Smonk rides into the town of Old Texas, Alabama, for his trial, but he’s a wise old devil. When the townsfolk go to lynch him, Smonk (and some paid associates waiting outside) kill almost every single man present, and burn down a good portion of the town.
Evavangeline is a 15-year-old outlaw and part-time sex worker. She’s being hunted by Captain Phail Walton and his ragtag Christian Deputies. Eva’s narration sounds like the teenage version of Robin Weigert’s Calamity Jane in Deadwood, and involves a LOT of sex. Young William, son of the bailiff from Smonk’s trial, ends up infatuated with Eva.
Captain Phail is an eccentric East Coast dandy, trying to prove that he’s not just a giant chicken shit by bringing sinners to justice. He thinks that Eva, who looks like a boy, is a sodomizer, so he and his men are chasing her down.
And the town of Old Texas is now FULL of creepy widows hanging out with their husbands’ corpses, kidnapping children, and hiding an extremely messed up secret. That makes it sound tantalizing, but seriously – it takes depravity to stunning new heights.

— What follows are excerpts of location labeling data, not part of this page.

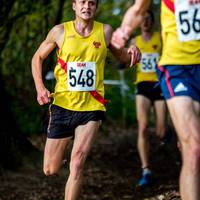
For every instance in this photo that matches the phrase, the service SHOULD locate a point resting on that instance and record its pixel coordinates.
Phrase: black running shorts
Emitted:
(63, 122)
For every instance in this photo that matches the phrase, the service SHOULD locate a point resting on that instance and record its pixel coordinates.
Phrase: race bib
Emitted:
(81, 76)
(187, 20)
(149, 62)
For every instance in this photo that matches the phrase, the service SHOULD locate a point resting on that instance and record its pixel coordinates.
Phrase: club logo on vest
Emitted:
(71, 36)
(155, 46)
(97, 44)
(180, 87)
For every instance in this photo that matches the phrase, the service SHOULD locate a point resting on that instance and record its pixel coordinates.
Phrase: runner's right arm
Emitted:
(53, 40)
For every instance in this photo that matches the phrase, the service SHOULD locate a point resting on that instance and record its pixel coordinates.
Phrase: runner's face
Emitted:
(85, 9)
(147, 23)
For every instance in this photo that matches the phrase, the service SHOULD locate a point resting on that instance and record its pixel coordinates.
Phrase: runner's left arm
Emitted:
(130, 56)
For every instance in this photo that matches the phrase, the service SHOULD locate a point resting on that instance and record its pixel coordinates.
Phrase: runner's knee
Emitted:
(50, 170)
(192, 156)
(76, 164)
(142, 128)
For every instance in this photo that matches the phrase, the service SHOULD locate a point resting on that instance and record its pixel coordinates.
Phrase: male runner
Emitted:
(179, 77)
(148, 92)
(78, 105)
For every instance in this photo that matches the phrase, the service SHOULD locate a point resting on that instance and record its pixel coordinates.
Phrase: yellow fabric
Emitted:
(151, 46)
(76, 48)
(175, 52)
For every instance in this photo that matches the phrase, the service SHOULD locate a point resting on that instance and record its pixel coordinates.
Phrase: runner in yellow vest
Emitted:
(78, 105)
(148, 92)
(179, 76)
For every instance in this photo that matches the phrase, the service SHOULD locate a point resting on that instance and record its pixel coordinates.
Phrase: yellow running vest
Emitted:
(182, 49)
(80, 69)
(146, 69)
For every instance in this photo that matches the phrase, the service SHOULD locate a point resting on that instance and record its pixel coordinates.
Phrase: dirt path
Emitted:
(112, 171)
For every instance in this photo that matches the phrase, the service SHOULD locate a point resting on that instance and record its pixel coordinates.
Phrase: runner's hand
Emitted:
(135, 55)
(119, 38)
(43, 96)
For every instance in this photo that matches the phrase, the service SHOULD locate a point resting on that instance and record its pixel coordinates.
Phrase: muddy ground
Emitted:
(111, 173)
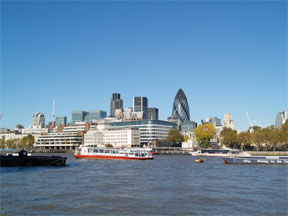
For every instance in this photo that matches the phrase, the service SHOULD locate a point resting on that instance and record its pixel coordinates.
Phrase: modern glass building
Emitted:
(94, 115)
(180, 110)
(61, 120)
(115, 103)
(150, 130)
(188, 126)
(140, 104)
(153, 114)
(78, 116)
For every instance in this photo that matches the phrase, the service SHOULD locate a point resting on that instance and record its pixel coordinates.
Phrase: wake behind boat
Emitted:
(282, 160)
(219, 152)
(112, 153)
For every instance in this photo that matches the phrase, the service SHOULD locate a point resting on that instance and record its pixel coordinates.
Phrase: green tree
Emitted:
(204, 133)
(229, 137)
(244, 139)
(175, 137)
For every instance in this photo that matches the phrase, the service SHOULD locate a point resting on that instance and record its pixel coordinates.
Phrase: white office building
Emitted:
(228, 121)
(281, 118)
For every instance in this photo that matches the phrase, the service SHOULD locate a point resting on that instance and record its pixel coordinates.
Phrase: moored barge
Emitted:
(282, 160)
(23, 159)
(86, 151)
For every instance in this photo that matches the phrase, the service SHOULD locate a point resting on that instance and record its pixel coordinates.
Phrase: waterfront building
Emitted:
(115, 103)
(140, 105)
(212, 120)
(59, 141)
(78, 116)
(188, 126)
(83, 116)
(150, 130)
(61, 120)
(281, 117)
(153, 114)
(38, 120)
(228, 121)
(180, 110)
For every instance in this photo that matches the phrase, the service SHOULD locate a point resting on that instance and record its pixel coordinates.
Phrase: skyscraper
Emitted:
(38, 120)
(115, 103)
(153, 114)
(180, 110)
(140, 104)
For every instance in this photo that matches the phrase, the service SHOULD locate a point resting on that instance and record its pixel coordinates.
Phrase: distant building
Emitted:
(212, 120)
(59, 141)
(94, 115)
(83, 116)
(78, 116)
(115, 103)
(180, 109)
(140, 104)
(150, 130)
(38, 120)
(228, 121)
(281, 117)
(153, 114)
(61, 120)
(188, 126)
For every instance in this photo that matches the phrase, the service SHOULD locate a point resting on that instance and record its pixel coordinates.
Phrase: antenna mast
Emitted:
(53, 112)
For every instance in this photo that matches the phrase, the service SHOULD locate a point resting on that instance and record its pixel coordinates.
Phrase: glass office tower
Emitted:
(180, 110)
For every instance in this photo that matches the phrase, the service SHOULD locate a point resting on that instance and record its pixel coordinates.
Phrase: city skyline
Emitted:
(226, 56)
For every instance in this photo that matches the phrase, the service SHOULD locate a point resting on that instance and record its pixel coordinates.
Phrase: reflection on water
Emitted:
(167, 185)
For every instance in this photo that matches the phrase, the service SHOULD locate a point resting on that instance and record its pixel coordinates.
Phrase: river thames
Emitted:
(167, 185)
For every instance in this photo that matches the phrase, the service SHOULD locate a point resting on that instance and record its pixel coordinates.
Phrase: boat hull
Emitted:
(108, 157)
(256, 160)
(15, 161)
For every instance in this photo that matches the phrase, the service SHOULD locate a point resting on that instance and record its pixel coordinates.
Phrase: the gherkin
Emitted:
(180, 109)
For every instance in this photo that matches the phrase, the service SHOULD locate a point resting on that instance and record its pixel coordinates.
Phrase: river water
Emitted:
(167, 185)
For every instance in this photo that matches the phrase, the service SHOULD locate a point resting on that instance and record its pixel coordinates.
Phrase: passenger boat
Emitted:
(256, 160)
(85, 151)
(24, 159)
(219, 152)
(199, 160)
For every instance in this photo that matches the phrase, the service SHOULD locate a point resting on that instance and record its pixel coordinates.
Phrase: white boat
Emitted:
(282, 160)
(223, 152)
(85, 151)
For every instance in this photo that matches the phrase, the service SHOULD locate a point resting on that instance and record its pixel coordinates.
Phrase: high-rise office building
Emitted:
(38, 120)
(115, 103)
(61, 120)
(180, 110)
(281, 117)
(212, 120)
(140, 104)
(78, 116)
(94, 115)
(228, 121)
(153, 114)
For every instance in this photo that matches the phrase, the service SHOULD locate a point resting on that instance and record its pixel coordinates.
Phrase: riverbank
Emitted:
(268, 153)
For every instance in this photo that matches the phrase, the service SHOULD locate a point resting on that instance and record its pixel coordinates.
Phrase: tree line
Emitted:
(25, 142)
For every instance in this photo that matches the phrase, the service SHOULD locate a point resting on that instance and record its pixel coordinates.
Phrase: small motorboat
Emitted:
(199, 160)
(24, 159)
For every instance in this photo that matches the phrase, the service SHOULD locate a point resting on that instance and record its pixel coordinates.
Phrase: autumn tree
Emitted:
(204, 133)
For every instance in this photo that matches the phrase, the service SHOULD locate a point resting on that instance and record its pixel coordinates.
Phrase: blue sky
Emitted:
(226, 56)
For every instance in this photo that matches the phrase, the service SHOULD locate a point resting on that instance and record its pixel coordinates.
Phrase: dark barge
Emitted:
(24, 159)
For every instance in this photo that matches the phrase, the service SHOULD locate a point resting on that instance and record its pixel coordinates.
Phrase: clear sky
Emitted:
(226, 56)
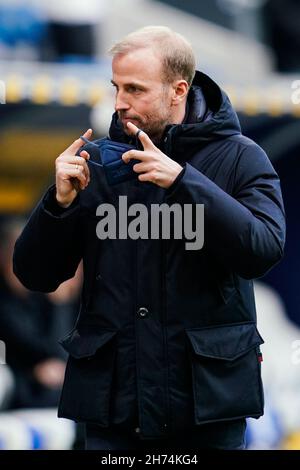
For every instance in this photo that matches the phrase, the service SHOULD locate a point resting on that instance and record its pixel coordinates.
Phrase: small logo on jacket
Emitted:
(159, 221)
(2, 352)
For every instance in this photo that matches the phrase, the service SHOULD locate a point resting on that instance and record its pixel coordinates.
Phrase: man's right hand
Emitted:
(72, 172)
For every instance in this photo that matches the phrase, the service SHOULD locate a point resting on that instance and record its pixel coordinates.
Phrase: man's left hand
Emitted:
(155, 166)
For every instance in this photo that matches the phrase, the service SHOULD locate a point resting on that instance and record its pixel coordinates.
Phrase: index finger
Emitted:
(75, 146)
(141, 135)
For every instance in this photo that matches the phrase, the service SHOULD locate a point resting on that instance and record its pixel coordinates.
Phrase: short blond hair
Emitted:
(178, 60)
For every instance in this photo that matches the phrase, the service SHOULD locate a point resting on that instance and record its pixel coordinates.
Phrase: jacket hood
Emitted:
(209, 117)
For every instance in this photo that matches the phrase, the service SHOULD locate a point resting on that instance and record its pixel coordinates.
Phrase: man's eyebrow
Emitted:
(136, 84)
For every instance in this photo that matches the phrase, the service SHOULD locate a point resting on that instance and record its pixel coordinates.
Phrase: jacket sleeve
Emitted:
(244, 230)
(49, 248)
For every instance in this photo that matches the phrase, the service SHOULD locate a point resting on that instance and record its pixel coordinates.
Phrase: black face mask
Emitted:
(110, 156)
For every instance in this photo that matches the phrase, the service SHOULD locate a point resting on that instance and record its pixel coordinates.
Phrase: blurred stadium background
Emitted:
(54, 83)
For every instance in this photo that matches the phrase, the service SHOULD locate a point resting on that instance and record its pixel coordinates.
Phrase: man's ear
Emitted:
(180, 91)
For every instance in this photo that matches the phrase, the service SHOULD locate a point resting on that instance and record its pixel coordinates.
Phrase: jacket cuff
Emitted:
(175, 183)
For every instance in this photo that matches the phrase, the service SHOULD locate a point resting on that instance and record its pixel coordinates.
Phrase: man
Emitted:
(165, 350)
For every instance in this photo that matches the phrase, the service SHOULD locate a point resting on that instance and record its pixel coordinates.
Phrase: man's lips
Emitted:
(129, 119)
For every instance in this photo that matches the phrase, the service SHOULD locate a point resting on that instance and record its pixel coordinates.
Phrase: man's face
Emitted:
(141, 96)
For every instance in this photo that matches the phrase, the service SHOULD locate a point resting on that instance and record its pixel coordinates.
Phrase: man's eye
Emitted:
(133, 89)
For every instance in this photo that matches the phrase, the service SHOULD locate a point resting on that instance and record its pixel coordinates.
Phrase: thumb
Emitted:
(75, 146)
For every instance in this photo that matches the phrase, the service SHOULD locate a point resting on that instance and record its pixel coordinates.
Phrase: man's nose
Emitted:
(121, 103)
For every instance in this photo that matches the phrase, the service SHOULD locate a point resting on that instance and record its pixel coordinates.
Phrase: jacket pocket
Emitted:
(226, 372)
(89, 372)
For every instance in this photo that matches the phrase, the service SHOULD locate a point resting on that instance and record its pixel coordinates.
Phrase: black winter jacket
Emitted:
(165, 335)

The description on the back of Smonk promises a weird, graphic, and funny Western. I like all of those things. Those things are my jam. It sounded like my kind of book.
Smonk is definitely the weirdest story I’ve read in a long, long time. The book’s deranged quality stems from it being equal parts Southern Gothic and Western. It has firearms, horseback tracking, explosives, whores, outlaws, and bounty hunters, all tossed in a blender with poverty, racism, religious fanaticism, incest, and some of the most deeply disturbing characters you’ll ever encounter.
Smonk is also most certainly graphic – but not the kind of graphic I was expecting, or am into.
Yes, there’s plenty of violence and gore here. SO MUCH blood and guts and burnt flesh and severed peckers, and church ladies being exploded. But the majority of the graphic details are more everyday kinds of things that you really don’t want to read about in detail, like bodily fluids and masturbation and giant face moles and feces. So much feces.
Smonk is also funny, depending on your sense of humour. It has a wry overall perspective, through the voices of its unique leads. And there are quite a few dark, twisted laughs.
But although I laughed, I found the overall humour to be bogged down with the copious amounts of feces and underage f*ckery. I’m not some giant prude, and I’m aware that kids became adults a lot younger back then (it’s set in 1911), but I still felt icky reading about the genitals and sexploits of a pre-teen boy and teenage girl. And don’t even get me started on all the rape and incest.
Creative? Absolutely. I’ve never read anything like it. Just, not my taste.
Smonk is definitely not the Western that you give as a gift to the Western fan in your life, unless you know for sure they have a deeply perverse sense of humour. Proceed with caution.